O que nos deve preocupar são os doentes que permanecem muitas horas e dias no SU, depois de terem sido observados pelo Médico. O SU não é lugar para estudar ninguém ou procurar um diagnóstico difícil. Deve estar preparado para rapidamente excluir um diagnóstico atentatório da vida, dar início à terapêutica de uma patologia evidente ou decidir por uma avaliação mais fina no internamento. O doente internado no espaço físico da urgência está em risco. Mudam os profissionais de saúde ao ritmo de cada turno e é conhecido como a maior causa de erro a transmissão incompleta da informação clínica entre os médicos.

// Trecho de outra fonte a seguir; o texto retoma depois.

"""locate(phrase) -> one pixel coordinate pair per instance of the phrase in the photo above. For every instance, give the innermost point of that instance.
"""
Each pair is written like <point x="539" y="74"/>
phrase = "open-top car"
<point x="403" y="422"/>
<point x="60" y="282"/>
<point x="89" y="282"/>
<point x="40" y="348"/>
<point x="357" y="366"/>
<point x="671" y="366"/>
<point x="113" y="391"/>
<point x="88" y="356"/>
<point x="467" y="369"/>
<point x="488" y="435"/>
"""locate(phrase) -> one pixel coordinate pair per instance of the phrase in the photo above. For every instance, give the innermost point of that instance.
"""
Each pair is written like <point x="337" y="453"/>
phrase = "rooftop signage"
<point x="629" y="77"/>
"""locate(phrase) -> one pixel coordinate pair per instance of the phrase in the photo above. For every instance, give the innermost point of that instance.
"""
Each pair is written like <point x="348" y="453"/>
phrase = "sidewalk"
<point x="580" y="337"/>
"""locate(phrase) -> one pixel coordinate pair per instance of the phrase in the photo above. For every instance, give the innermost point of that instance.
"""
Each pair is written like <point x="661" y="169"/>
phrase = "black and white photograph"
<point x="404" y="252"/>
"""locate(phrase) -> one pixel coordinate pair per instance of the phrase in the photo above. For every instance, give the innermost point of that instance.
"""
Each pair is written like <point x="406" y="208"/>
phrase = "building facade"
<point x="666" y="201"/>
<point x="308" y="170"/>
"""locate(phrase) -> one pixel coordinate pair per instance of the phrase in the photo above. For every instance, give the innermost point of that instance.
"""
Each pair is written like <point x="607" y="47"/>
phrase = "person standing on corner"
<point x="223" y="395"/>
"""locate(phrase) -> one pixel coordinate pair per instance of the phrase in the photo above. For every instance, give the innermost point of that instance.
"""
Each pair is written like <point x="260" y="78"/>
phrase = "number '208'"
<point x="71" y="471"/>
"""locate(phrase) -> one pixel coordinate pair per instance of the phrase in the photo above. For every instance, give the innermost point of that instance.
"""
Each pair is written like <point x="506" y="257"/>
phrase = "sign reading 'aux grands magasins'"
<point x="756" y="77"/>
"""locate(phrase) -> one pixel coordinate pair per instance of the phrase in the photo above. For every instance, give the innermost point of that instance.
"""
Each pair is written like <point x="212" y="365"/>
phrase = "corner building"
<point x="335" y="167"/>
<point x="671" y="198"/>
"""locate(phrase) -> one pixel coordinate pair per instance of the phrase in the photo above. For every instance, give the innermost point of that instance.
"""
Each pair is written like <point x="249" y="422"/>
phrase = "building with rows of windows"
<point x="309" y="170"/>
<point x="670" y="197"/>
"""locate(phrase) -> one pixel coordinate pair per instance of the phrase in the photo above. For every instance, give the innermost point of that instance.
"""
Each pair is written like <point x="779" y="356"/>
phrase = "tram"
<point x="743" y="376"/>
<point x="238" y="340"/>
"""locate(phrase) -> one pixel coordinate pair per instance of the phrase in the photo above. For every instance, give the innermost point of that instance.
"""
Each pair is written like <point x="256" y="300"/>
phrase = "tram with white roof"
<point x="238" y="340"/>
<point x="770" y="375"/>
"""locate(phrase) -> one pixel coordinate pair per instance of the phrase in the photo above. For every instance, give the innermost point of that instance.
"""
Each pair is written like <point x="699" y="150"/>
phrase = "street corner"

Então, porque não sobem os doentes para a enfermaria? É altura de assumir que Portugal tem um número insuficiente de camas hospitalares médicas, que só não resultou numa catástrofe na pandemia, porque os Serviços Cirúrgicos pararam e foram ocupados pelos doentes médicos não Covid. As nossas camas hospitalares por 100.000 habitantes, são bem inferiores à média europeia, sendo quase metade da Alemanha, apesar de sermos o 4.º País mais envelhecido do mundo! Mas, pasme-se, com este evidente défice de camas, damo-nos ao luxo de ter cerca de 25% (1250) das camas disponíveis nos Serviços de Medicina Interna do País, ocupadas por doentes com alta clínica a aguardarem vaga na RNCCI ou em Lar da Segurança Social.

Outro problema grave provocado pela focagem excessiva das notícias e dos políticos que vão atrás, na Urgência, é o dos Serviços perderem a noção real da sua missão principal e se reduzirem ao cumprimento zeloso das escalas. Esses Serviços não têm futuro. No princípio alguns profissionais poderão ver a vantagem económica de fazerem o horário semanal em dois dias. Mas não demorará muito a que se deem conta do vazio em que o Serviço se tornou.

Aplauda-se as medidas de alargamento dos horários dos Centros de Saúde para atendimento da doença aguda ligeira a moderada. É uma obrigação dos CSP, pelo que apenas se espera que possa ultrapassar a quadra natalícia e ficar todo o ano. É preciso ver se esses atendimentos se refletem na diminuição da procura desses doentes de baixa gravidade aos hospitais. Se isso não acontecer, então terá de haver uma decisão política clara na definição de um circuito obrigatório de atendimento da doença aguda.